The Evolutionarily Conserved Proximal Activin Response Elements Are Also Required for Activin Regulation of the mFSHβ Gene A, Sequence comparison of activin response elements and SBEs in the ovine, bovine, porcine, human, rat, and mouse FSHβ genes. Homology is indicated by the boxed regions. B, Reporter plasmids containing either the wild-type (WT) −1000 region of the mFSHβ gene or the indicated 2-bp mutations corresponding to those made in the −167 and −134 sites of the ovine gene were transiently transfected in LβT2 cells and activin responsiveness was assayed. Data are the means ± SEM of three independent experiments, each performed in triplicate, and were normalized as described in Fig. 1. *, Values that differ significantly from vehicle-treated control; #, fold activation with activin treatment that differs significantly from fold activation of the wild-type reporter. RLU, Relative light units.

Fig. 9

Pbx1 and Prep1 Bind to the mFSHβ Gene in Vivo Chromatin immunoprecipitation was performed using cross-linked protein/chromatin from LβT2 cells and antibodies directed against Pbx1 and Prep1 proteins. PCR primers complementary to the mFSHβ 5′-regulatory region flanking the Pbx1/Prep1 binding site were used to detect precipitation of the genomic DNA. A, Representative gel of radioactively labeled PCR products amplified from control chromatin sample and chromatin precipitated with Pbx1 and Prep1 antibodies is shown.

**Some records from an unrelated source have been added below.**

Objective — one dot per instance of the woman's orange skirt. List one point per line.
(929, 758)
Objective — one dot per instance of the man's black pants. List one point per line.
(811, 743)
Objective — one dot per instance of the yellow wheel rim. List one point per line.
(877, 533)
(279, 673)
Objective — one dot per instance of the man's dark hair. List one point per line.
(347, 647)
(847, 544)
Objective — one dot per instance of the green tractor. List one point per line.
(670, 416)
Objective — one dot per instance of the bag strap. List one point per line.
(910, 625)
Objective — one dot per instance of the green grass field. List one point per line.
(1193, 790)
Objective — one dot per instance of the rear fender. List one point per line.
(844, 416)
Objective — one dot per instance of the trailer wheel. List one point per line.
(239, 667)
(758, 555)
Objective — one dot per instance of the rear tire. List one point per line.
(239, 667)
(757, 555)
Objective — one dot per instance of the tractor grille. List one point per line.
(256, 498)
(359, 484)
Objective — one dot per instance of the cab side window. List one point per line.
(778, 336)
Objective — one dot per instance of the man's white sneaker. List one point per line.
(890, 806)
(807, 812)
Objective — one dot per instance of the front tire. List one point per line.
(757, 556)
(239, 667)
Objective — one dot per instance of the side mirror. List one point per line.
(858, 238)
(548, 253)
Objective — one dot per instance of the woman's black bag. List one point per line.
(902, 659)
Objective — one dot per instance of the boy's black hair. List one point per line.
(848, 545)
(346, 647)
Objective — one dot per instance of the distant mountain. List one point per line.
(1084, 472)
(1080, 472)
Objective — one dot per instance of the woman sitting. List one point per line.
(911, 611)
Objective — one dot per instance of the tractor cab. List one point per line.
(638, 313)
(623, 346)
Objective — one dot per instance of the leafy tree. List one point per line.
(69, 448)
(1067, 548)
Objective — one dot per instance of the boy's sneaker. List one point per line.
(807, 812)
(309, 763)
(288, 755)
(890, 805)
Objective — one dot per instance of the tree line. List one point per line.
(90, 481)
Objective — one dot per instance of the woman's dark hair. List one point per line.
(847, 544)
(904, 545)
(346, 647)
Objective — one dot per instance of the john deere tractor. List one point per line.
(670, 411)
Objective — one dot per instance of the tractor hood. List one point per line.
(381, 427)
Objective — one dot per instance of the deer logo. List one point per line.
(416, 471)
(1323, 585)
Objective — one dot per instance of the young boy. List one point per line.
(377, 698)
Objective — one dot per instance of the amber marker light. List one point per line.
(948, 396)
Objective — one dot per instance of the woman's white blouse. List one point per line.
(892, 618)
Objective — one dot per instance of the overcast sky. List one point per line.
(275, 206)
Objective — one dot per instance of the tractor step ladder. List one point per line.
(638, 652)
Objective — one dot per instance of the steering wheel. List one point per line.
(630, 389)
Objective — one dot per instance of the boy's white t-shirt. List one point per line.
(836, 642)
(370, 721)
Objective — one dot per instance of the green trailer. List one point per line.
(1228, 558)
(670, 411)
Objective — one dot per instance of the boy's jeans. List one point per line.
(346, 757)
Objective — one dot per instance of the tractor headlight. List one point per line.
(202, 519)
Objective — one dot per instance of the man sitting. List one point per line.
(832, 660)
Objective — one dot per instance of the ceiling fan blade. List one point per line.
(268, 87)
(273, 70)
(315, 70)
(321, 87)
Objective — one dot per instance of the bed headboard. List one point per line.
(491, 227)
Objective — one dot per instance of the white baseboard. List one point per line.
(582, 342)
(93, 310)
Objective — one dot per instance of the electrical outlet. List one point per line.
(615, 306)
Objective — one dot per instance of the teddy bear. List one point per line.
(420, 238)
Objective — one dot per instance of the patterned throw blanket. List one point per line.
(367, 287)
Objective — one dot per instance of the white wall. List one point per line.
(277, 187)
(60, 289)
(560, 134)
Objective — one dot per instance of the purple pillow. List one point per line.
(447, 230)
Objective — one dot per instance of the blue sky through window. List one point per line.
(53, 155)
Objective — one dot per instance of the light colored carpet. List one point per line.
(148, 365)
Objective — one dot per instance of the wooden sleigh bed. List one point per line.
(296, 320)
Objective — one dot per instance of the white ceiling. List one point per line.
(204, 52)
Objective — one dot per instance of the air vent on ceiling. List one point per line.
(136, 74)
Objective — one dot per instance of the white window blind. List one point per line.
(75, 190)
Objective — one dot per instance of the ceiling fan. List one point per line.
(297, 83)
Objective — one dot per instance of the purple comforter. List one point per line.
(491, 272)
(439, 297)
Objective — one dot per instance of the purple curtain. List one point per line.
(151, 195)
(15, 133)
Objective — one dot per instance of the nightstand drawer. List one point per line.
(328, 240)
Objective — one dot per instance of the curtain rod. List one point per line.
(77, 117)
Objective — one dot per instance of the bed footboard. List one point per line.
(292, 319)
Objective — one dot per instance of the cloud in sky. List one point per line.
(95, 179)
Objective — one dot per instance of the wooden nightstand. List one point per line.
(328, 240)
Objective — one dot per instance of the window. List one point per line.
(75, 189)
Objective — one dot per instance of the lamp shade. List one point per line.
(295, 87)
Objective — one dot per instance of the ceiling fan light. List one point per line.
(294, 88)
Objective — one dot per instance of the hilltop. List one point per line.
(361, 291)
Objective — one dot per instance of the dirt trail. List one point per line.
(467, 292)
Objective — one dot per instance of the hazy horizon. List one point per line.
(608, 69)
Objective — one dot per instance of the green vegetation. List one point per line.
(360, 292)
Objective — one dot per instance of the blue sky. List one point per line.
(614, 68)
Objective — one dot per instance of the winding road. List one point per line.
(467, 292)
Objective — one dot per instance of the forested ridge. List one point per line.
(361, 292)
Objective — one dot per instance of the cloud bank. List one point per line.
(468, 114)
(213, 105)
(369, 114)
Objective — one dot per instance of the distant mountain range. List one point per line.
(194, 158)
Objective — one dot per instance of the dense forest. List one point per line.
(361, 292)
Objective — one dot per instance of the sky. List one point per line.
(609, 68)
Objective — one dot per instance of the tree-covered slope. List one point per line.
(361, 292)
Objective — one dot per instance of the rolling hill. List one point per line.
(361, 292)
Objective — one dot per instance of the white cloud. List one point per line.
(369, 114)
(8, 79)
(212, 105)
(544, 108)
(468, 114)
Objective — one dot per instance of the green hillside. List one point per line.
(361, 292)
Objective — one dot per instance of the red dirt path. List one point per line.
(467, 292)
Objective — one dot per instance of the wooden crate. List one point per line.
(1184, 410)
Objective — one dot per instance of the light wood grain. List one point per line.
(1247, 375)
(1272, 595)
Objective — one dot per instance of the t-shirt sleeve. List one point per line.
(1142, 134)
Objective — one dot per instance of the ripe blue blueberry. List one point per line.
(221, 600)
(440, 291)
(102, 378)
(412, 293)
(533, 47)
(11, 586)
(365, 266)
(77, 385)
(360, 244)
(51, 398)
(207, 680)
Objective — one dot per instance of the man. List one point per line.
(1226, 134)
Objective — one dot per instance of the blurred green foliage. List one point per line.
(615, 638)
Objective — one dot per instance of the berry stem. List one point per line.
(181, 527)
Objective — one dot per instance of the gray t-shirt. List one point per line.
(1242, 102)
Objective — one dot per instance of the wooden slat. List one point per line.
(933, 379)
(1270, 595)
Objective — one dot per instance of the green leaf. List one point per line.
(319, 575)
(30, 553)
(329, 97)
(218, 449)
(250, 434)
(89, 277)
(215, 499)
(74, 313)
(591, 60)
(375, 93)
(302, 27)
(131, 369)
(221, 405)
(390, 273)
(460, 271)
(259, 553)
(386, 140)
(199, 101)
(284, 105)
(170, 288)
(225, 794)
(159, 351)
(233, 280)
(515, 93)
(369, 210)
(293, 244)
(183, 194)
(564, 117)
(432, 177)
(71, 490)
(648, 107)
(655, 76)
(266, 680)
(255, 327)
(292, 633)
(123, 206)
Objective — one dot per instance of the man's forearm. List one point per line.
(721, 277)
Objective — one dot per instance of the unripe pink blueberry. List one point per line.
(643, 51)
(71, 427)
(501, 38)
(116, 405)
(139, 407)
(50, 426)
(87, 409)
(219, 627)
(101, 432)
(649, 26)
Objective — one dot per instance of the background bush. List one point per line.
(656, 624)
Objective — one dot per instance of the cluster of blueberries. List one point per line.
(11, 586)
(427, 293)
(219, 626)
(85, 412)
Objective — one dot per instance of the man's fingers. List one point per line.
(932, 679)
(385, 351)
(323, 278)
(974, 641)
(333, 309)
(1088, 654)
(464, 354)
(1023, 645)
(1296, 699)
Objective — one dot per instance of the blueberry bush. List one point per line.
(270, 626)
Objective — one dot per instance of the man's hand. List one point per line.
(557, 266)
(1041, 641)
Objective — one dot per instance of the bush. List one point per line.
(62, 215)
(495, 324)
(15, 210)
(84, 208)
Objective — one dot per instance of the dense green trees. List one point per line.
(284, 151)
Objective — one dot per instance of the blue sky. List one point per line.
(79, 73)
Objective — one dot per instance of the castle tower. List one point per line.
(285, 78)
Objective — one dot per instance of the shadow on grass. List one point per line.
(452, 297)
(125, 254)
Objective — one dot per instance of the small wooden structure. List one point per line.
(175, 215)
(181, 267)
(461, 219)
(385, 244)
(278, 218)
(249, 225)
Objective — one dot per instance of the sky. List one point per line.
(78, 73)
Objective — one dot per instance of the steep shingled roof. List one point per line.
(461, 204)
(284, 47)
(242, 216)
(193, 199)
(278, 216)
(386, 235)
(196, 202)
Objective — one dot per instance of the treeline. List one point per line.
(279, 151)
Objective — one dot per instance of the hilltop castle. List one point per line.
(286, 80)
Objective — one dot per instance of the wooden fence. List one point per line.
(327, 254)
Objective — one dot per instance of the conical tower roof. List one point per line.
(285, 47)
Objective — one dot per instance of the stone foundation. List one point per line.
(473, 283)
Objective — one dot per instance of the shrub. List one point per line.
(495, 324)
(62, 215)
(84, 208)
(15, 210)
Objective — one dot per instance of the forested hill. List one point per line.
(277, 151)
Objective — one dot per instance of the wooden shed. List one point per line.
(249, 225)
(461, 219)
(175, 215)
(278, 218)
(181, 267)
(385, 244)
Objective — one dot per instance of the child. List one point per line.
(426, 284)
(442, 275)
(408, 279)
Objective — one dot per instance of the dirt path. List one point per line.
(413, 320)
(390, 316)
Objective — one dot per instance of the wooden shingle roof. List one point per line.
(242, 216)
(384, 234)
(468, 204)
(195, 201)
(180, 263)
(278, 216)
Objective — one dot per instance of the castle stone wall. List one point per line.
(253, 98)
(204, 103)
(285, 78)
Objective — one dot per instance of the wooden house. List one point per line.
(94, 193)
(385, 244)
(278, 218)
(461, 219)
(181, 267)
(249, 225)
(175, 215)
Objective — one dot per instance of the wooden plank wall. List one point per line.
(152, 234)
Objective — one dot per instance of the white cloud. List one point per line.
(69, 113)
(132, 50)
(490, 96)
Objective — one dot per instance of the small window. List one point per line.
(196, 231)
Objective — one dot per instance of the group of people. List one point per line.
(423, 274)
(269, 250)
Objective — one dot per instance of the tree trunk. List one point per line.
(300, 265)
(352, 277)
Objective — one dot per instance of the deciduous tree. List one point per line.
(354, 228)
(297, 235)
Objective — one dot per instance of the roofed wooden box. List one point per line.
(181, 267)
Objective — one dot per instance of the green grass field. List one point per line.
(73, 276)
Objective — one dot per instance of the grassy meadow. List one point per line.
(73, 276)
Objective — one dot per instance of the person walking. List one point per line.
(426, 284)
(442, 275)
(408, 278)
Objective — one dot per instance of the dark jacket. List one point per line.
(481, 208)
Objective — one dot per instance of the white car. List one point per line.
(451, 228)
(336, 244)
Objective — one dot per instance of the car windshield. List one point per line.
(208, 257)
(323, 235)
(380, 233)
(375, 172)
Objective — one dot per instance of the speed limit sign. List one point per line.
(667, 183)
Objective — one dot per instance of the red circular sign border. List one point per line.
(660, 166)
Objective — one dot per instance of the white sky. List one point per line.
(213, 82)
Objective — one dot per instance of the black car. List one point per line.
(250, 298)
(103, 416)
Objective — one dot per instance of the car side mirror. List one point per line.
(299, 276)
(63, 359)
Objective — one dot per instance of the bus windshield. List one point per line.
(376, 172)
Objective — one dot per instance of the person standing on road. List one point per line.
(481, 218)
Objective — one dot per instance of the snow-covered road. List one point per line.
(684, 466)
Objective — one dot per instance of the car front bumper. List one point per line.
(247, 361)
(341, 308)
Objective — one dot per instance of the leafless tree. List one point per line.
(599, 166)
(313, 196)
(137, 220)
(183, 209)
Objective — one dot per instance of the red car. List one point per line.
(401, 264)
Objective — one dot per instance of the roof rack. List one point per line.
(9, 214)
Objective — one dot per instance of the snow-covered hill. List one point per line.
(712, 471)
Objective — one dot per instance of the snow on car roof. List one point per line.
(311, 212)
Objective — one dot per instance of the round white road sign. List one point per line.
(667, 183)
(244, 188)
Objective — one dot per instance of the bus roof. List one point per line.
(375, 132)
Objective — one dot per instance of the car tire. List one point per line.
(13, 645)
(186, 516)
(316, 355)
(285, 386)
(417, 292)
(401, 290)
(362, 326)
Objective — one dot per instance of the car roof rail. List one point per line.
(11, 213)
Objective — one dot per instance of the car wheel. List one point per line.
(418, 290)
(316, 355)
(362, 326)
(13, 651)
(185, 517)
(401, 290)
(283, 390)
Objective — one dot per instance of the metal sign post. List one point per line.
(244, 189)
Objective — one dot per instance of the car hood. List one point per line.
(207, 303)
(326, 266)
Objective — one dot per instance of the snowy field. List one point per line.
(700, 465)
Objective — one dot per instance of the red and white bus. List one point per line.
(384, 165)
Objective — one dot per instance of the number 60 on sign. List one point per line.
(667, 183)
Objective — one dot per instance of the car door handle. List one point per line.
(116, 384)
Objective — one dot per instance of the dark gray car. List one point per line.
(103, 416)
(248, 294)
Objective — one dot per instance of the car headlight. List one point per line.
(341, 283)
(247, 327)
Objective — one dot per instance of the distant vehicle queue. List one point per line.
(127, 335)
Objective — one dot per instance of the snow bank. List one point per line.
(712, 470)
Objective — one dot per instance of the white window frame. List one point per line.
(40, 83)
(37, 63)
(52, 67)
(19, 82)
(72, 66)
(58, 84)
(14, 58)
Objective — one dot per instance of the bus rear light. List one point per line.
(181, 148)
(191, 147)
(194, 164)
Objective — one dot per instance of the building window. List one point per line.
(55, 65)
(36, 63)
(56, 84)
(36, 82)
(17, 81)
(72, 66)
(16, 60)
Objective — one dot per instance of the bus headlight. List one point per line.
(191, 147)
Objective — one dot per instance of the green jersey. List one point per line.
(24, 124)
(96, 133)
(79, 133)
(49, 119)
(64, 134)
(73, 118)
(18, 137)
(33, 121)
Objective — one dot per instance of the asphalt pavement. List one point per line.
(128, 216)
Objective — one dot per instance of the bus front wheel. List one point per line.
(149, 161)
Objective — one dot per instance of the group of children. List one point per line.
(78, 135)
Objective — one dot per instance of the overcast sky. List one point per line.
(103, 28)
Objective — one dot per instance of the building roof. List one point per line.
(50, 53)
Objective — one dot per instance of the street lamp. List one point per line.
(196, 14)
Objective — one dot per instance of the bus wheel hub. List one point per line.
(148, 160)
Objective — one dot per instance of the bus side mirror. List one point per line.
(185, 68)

PCR products from reactions using input chromatin at 10-fold, 50-fold, and 500-fold dilutions are shown. B, Densitometry quantification of PCR products was performed. Data are the means ± SEM from three independently prepared chromatin samples, each performed in triplicate. *, Mean densitometry values that differ significantly from no-antibody control.